An itinerary that took us to cover 3,457 km and more than 35,000 meters of accumulated difference in altitude through traditional paths such as the Vicentina Route, the Camiño da Costa, O Camino dos Faros in Costa da Morte or the Camino Norte to Santiago. Documenting more than 250 beaches scattered along the peninsular Atlantic coast and surfing on some of them.
We started in Algeciras to reach the town of Tarifa, the southernmost point in Europe, where we traveled along the coast of Cadiz and the coast of the province of Huelva. We crossed the mouth of the Guadiana River, the natural Spanish-Portuguese border, thus accessing Portugal, where we traveled through the Algarve region to the cape of Sao Vicente.
From this point we set the compass heading north along the entire Portuguese coast and the provinces of Beja, Setubal, Lisbon, Nazaré, Coimbra, Aveiro, Porto, Braga and finally Viana do Castelo, the last province before crossing the natural border that marks the mouth of the Minho River. Giving us access to the province of Pontevedra and the Rías Baixas region that goes from the Ría de Vigo to Punta Carreiro. Next we toured the wild Costa da Morte, which stretches from Cape Finisterre, known in Roman times as the end of the world, to Malpica.
At this point we gave way to the incredible Rías Altas, which includes the province of A Coruña and the coast of Lugo up to the border with Asturias. At this point we changed our course to the east and that would take us to cover the entire north coast that bathes the Cantabrian Sea, crossing the coasts of Asturias, Cantabria and the Basque Country to Irún / Hendaye, the Spanish-French border.
We have traveled the Atlantic Coast of France in 48 stages, with a total of 3,048 km and more than 17,000 meters of accumulated elevation gain, documenting more than 150 beaches. We depart from Hendaye to the border with Belgium, located 14 km from the historic city of Dunkirk.

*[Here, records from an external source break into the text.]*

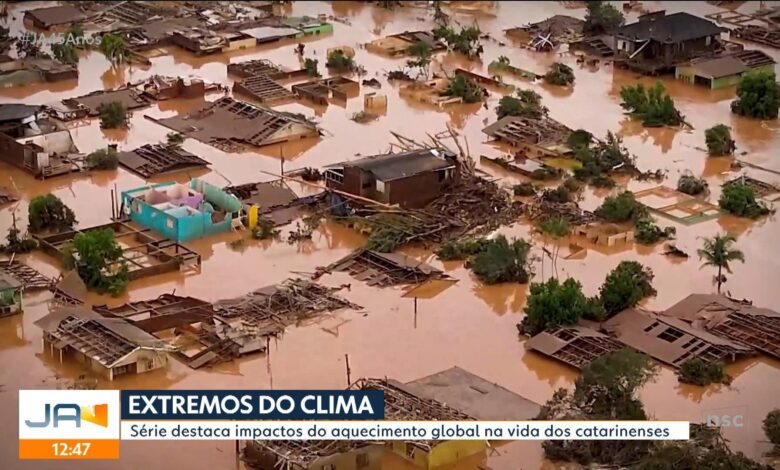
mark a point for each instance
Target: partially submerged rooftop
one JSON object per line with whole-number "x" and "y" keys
{"x": 669, "y": 29}
{"x": 401, "y": 165}
{"x": 670, "y": 340}
{"x": 730, "y": 319}
{"x": 105, "y": 340}
{"x": 474, "y": 395}
{"x": 157, "y": 159}
{"x": 576, "y": 346}
{"x": 232, "y": 125}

The first part to the city of Nantes we followed "la Velodyssee", a perfectly signposted route that is part of the Euro Velo 1 route. At the height of Nantes we decided to go up to Rennes, the capital of Brittany, due to our interest in discovering its idyllic interior, to descend again to the coast. From this point, thanks to the GPS, different maps and various coastal routes, we started spinning the itinerary to reach the Franco-Belgian border.
We started in Hendaye, heading north, through the commune of New Aquitaine, entering the P. Natural des Landes, which represents the largest forest in continental Europe. We pass the city of Bordeaux and cross the Gironde estuary, where the Garonne river flows, to go further north into marshlands, thus entering the Poitevin Marshes Natural Reserve and the Pays de Loire commune. All these territories comprise a coastline made up of long and endless sandbanks that are bathed by the Atlantic.

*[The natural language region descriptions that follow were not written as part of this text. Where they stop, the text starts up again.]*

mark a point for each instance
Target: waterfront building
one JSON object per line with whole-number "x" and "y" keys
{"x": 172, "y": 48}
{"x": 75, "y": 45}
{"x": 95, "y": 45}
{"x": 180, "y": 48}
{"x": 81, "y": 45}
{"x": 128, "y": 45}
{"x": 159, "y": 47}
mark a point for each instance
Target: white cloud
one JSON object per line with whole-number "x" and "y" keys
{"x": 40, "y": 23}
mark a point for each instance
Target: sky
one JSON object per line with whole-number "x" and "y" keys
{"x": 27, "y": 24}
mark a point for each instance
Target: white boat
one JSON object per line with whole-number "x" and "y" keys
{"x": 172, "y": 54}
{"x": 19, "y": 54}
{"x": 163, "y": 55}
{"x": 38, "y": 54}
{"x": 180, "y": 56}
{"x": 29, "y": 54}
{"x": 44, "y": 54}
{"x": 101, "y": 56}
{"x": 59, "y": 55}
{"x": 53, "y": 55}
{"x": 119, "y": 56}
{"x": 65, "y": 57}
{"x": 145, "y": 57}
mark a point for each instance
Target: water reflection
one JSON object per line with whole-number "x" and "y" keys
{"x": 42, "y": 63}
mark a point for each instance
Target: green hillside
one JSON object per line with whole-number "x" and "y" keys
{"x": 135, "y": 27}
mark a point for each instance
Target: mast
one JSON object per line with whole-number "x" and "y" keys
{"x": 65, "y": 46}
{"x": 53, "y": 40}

Once we entered the commune of Bretagne, the morphology of the coast changed, being steeper and with much smaller sandbanks. This commune has with Raz Cape, the most western point of France. Its peninsula shape means that it has a south, west and north coast. We leave Brittany with the mythical Mount St Michel, thus entering Normandy, where part of its coast is full of recent history due to the Normandy landings, with an area of marshes or its emblematic white cliffs that it shares with its neighboring south coast of England. Finally we enter the Haute France commune, returning to a coast of long sandbanks up to the border with Belgium.
According to our calculations, we would have around 7,000 km and 50,000 meters of accumulated elevation gain left to reach our goal, the North Cape. To do this, we will return to the Franco-Belgian border to cross the coasts that bathe the North Sea.
We will start in Belgium and continue through the Netherlands, to cross into Germany at the mouth of the Ems River and continue north to the tip of Hirtshals in northern Denmark, where we will take a boat to Kristiansand in southern Norway. So far we will find a flat terrain without too many complications.
We are aware from our experience, that it is very different when you plan from home to when you are really on the ground, so we will remain open to what the road holds for us, and we will be happy to continue sharing it with you.